Last year, following "perhaps the most complex investigation ever undertaken by my office", the Ombudsman made 10 findings of maladministration on the part of regulators responsible for supervising the company, resulting in five instances of injustice to Equitable Life policyholders.
Injustice in some cases took the form of financial loss. Policyholders also lost opportunities to make informed savings and investment decisions and were left with a "justifiable sense of outrage".
The report recommended that the public bodies concerned apologise for the "serial regulatory failure" that had occurred and that the Government set up an independent compensation scheme to assess individual policyholder's claims.
In its response, the Government accepted four instances of potential injustice resulting from maladministration and apologised for those failings.
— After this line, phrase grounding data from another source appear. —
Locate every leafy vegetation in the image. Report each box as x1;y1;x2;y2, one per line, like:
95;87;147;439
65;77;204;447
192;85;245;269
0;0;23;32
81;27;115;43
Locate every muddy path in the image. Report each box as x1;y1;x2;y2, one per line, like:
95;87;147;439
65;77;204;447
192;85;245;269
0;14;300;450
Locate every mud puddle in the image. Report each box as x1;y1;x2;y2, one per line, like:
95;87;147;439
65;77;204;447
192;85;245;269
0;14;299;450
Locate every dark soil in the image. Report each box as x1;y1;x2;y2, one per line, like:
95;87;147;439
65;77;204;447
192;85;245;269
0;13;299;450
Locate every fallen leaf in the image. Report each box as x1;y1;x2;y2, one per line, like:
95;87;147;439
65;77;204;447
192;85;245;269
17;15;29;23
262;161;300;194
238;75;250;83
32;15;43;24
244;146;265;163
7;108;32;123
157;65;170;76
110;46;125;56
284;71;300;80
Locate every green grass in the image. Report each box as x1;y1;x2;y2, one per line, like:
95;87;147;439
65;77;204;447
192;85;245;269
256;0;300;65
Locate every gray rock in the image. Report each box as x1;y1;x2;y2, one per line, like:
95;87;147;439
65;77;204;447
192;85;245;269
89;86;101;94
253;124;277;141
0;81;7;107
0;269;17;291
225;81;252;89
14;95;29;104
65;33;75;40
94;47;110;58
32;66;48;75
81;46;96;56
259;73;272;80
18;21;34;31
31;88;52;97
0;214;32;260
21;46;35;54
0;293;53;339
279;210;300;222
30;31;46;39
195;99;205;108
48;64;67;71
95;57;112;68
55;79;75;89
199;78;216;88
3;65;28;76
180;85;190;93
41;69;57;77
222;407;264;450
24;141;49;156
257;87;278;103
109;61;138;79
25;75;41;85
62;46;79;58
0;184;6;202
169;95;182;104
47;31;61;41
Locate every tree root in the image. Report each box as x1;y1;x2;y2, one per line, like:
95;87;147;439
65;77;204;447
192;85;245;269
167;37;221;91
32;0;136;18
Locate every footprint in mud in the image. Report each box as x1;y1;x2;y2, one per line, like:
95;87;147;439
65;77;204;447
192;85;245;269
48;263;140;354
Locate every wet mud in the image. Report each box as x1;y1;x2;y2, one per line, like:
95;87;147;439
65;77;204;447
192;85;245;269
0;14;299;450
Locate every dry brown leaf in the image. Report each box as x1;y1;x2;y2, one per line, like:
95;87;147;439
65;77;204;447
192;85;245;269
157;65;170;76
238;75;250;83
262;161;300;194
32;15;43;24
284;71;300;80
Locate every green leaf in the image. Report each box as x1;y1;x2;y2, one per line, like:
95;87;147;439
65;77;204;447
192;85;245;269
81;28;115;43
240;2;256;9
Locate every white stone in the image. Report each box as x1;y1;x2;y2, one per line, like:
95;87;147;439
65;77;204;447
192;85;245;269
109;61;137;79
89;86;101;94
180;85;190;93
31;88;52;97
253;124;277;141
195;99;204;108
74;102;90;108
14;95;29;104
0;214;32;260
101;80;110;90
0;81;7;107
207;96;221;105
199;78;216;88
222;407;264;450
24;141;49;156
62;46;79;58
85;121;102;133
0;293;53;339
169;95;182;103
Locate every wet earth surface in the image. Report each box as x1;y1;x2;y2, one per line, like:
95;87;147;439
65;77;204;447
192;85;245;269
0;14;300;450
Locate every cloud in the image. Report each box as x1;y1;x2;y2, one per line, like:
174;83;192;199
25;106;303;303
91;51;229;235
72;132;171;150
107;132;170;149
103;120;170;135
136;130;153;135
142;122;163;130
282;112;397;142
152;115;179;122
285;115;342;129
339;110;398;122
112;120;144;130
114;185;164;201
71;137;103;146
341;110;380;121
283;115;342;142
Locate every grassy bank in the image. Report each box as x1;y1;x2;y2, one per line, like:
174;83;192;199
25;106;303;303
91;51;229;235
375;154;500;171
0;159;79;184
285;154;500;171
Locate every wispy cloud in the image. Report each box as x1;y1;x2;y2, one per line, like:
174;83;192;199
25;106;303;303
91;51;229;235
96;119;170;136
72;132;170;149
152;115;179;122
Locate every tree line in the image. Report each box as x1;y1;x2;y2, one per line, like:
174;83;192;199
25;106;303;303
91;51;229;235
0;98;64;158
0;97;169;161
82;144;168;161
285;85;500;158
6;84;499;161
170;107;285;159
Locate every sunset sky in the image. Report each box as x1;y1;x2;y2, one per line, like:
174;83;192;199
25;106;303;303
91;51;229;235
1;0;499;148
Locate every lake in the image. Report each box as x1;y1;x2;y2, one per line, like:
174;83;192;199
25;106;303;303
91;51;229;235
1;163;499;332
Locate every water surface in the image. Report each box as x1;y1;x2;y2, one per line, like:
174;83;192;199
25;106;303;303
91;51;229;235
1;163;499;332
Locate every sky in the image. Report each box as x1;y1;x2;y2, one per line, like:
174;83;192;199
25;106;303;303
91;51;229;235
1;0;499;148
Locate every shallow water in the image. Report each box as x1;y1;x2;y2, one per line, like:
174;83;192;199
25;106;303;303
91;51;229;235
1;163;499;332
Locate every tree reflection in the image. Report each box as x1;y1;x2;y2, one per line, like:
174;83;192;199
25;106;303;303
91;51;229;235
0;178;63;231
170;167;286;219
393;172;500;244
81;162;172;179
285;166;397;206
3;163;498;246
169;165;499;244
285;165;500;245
But in most cases, the acceptance was limited in scope and other findings were rejected in their entirety.
The Government also rejected the idea of an independent compensation fund. Instead it proposed an alternative scheme that would make discretionary payments to individuals who had suffered a "disproportionate impact" attributable to those instances of maladministration it accepts took place.
Sir John Chadwick, a former Lord Justice of the Court of Appeal, has been retained to advise the Government on the scheme and identify those losses attributable to maladministration, as opposed to losses caused by market conditions or the actions of Equitable Life itself.
In her new report, the Ombudsman criticises the Government for breaking the link between injustice resulting from maladministration and the provision of any remedy.
"The Government [has] asserted that financial regulation is a special case and that it is never appropriate for financial compensation to follow directly from regulatory failure constituting maladministration, regardless of the consequences for individual citizens of that failure," she states.
"The Government' alternative proposals ... proceed on an approach which does not accept the moral or any other imperative to provide an effective remedy for wrongs committed in the course of financial regulation."
The report points out that no detailed timetable has been announced for the discretionary scheme or any ground rules for defining what constitutes the "disproportionate impact" that will govern policyholders' eligibility to claim.
The Ombudsman concludes:
"Whatever the outcome of the work to be done by Sir John, it is clear that not everyone who has suffered injustice will be eligible for a payment and that not all of the injustice suffered will be put right. The injustice I identified in my report will not therefore be remedied as a result of the Government’s response."
The Government's stance on Equitable Life is also the subject of an application for judicial review issued in April by the Equitable Members Action Group.
The Ombudsman says it is not her present intention to take an active part in the proceedings, but she reserves her right to do so if she considers it appropriate.